Will Twitter avoid Facebook's IPO flubs?

facebook twitter ipo
Twitter will try not to mimic Facebook's mistakes on IPO day.

At the start of last year, Nasdaq (NDAQ) and Morgan Stanley (MS) were on top of the tech world. Both landed key roles in Facebook's hotly anticipated initial public offering.

But Facebook's IPO changed that. Both companies were widely criticized for Facebook's face plant of a debut. The problems that marred Facebook's IPO clearly hurt the image of Nasdaq and Morgan Stanley.

Now, their major rivals -- the New York Stock Exchange (NYX) and Goldman Sachs (GS) -- are expected to be the big winners in the next hot IPO: Twitter.

Twitter has reportedly chosen Goldman Sachs as the lead underwriter for its forthcoming IPO. Goldman Sachs did not comment for this story, and Morgan Stanley did not return calls for comment.

Related: 4 ways Twitter can learn from Facebook's IPO

NYSE is widely expected to land the Twitter listing, although Twitter has not announced any decisions yet on either which bank will lead its offering and where the stock will trade. Neither exchange would comment about Twitter.

"The Facebook IPO was a hiccup. Unfortunately for Nasdaq and Morgan Stanley, it was a hiccup on the largest and most visible transaction of the past decade," said David Weild, head of investment bank and IPO adviser Weild & Co. "It took some of the luster off their reputations."

A banker who has talked to Twitter executives about the IPO said that the Twitter team hopes to avoid Facebook's mistakes.

If Goldman Sachs does land the top spot on Twitter's IPO, it will generate the majority of fees from the offering and also claim major bragging rights.

Before Facebook's IPO, Morgan Stanley's Silicon Valley-based technology investment banking team had won most of the highest profile social media IPOs, including Zynga (ZNGA), Groupon (GRPN), and LinkedIn (LNKD).

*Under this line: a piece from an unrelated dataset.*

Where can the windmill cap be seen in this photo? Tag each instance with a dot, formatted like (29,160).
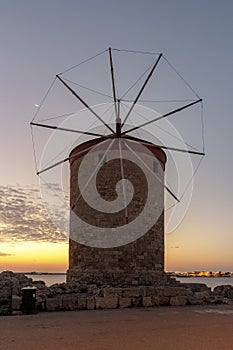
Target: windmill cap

Although Facebook shares recently catapulted to an all-time high due to optimism about its earnings and mobile growth prospects, Morgan Stanley's underwriting of the IPO was largely viewed by the market as too aggressive. By pricing the offering at $38, some think that made it tough for the stock to do well in the first few weeks after it started trading.

So far this year, Goldman Sachs has the lead in market share among tech IPOs, up from fourth place last year. In 2012, Morgan Stanley was number two and is now in third place, according to Dealogic.

Related: Explaining Twitter's 'secret' IPO

Nasdaq arguably suffered more damage following Facebook's stock sale. Technical glitches on Nasdaq delayed the opening of trading. Once Facebook began trading, the index failed to tell market makers what orders had been filled, causing massive confusion.

In 2012, Nasdaq led the NYSE in landing tech IPOs. 19 companies chose to list on Nasdaq, while 15 chose to list on the NYSE, according to Dealogic.

But this year, the NYSE has a lead among tech companies with 11 choosing to list on the big board versus eight on Nasdaq.